Of course the world didn’t change overnight, but by 2008 I was seeing this little device devour our local IT group’s Blackberry usage, then our users’ Blackberry devices disappeared. By 2010 1 in 3 of my end-users were carrying an iPhone or Android phone, and by 2012 I was retiring our BES server. At first nobody saw the potential of a multi-billion dollar Apps market, but by the time the App Store launched it was all over and we were living in a new world of Uber, Yelp, and GrubHub (to name a few of the many disruptors that emerged).

I remember IT colleagues discussing how iPhone would never sell, citing some of the same reasons that Steve Ballmer and the CEOs of RIM/Blackberry gave a few years before this little Apple device began its march to own market share and change how consumer users viewed their computing devices. Almost nobody, and I mean nobody I know, thought of their phones as a place for rich productivity and computing experience. Palm Pilot wisdom notwithstanding, we in IT had only a few indicators that mobile was this dam waiting to burst when the right device-OS combination came along.
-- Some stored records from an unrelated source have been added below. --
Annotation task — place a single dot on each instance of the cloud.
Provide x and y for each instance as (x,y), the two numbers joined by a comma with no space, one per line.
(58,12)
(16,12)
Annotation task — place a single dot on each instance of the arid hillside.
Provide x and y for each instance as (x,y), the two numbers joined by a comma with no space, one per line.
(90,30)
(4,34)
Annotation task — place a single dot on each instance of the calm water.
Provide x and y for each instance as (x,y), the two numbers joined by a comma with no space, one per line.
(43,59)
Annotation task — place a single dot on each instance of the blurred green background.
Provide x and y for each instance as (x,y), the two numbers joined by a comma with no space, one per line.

I can’t believe it’s been 10 years, but looking back it’s interesting to see how the world first reacted to the iPhone. It’s fascinating to see how very different things are today than they were that year, how the technology landscape changed with respect to this huge mobile-developer career market that virtually didn’t exist in 2007. Steve Jobs is no longer with us, and Apple is regularly on a silly “Deathwatch” or the subject of other Click-baity “journalism”. Still, I think anyone watching tech in 2007 would agree that it might be a little while before something this huge (yet seemingly small during its announcement) will come along again. But I learned to never count technology out, and the next shift may come from a completelly unexpected place.